Si la femme peut prêter l’hommage comme vassale, elle peut, comme suzeraine, le recevoir. Les exemples de femmes qui, suzeraines d’autres femmes ou d’hommes, reçoivent directement cet hommage ou le font recueillir par procureurs, sont encore fréquents au xviiie siècle et naturellement, surtout, dans les provinces où nous trouvons la propriété féodale féminine le plus largement représentée. En Lorraine, la palatine Anne de Bavière, Henriette de Clèves, dans le Nivernais, recueillent, par leur procureur, de nombreux hommages[1]. Dans le Limousin, Mme  de Rhodes, comtesse de Bridiers, reçoit des hommages pour plusieurs seigneuries tenues par des femmes ou par des hommes ; Marie-Anne de Bourbon, duchesse de La Vallière et de Rochechouart, seigneur de fiefs importants en Bretagne, et de même la marquise de Plœuc, la baronne de la Hunaudaye reçoivent des hommages masculins et féminins[2].

La demoiselle Fiacre de Bouline, qui possède en Berry des domaines, reçoit pour des terres qui en relèvent, hommages des seigneurs vassaux[3].

Il arrive même parfois qu’une femme qui, ne possédant aucun fief, ne pourrait directement recueillir aucun hommage, soit chargée par une autre femme de les enregistrer à sa place. Bien que les anciennes coutumes l’interdisent à la femme, elle est procuratrice. Nous relevons ce cas en Franche-Comté, où Jeanne-Catherine de Marnier est procuratrice de l’abbesse de Martigny[4].

Les droits que les femmes tiennent de leurs propriétés féodales ne se réduisent pas à ces cérémonies quasi rituelles, et dont l’esprit est absent, de la déclaration de l’aveu, de la prestation ou de la réception de l’hommage ; nous les voyons posséder et exercer des droits plus positifs et qui sont, non seulement de caractère civil, mais de caractère économique et politique.

Possédant des terres, les femmes possèdent tous les droits qui, à la veille de la Révolution, restent encore attachés à la propriété

  1. Arch.

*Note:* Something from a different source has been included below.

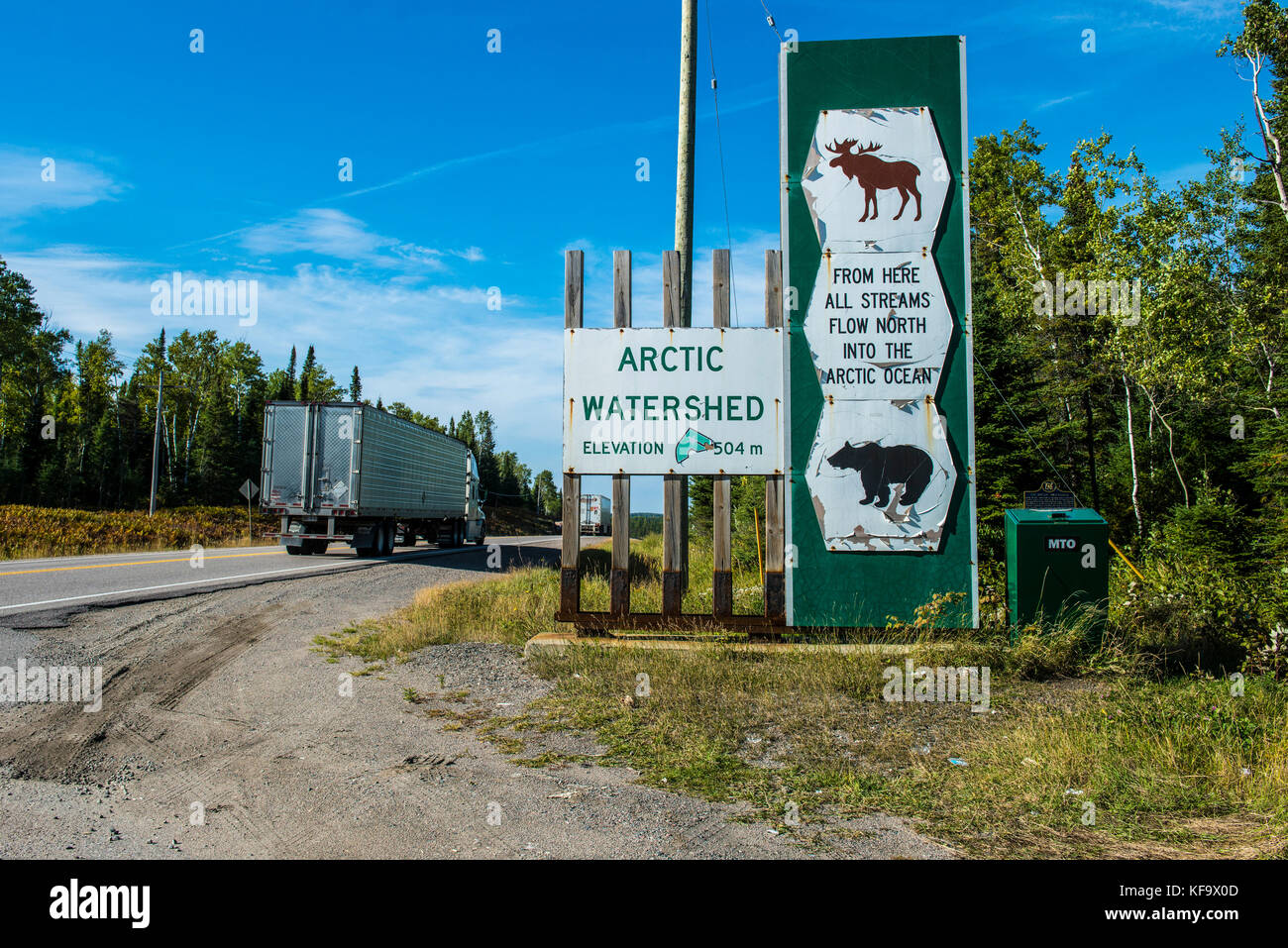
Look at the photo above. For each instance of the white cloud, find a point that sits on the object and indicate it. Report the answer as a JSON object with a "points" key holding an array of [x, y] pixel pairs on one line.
{"points": [[327, 232], [76, 183]]}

Départ., Ardennes, B., passim ; Nièvre, B., passim.
  2. Arch. Départ., Finistère, Côtes-du-Nord, Ille-et-Vilaine. Cf. page 9.
  3. Arch. Départ., Cher, E. 1136.
  4. Cf. Décision de la Chambre des Comptes de Besançon, ordonnant de payer les reliquats de compte à J.-C. de Marnier, procuratrice de l’abbesse de Martigny. Arch. Départ., Doubs, B. 937.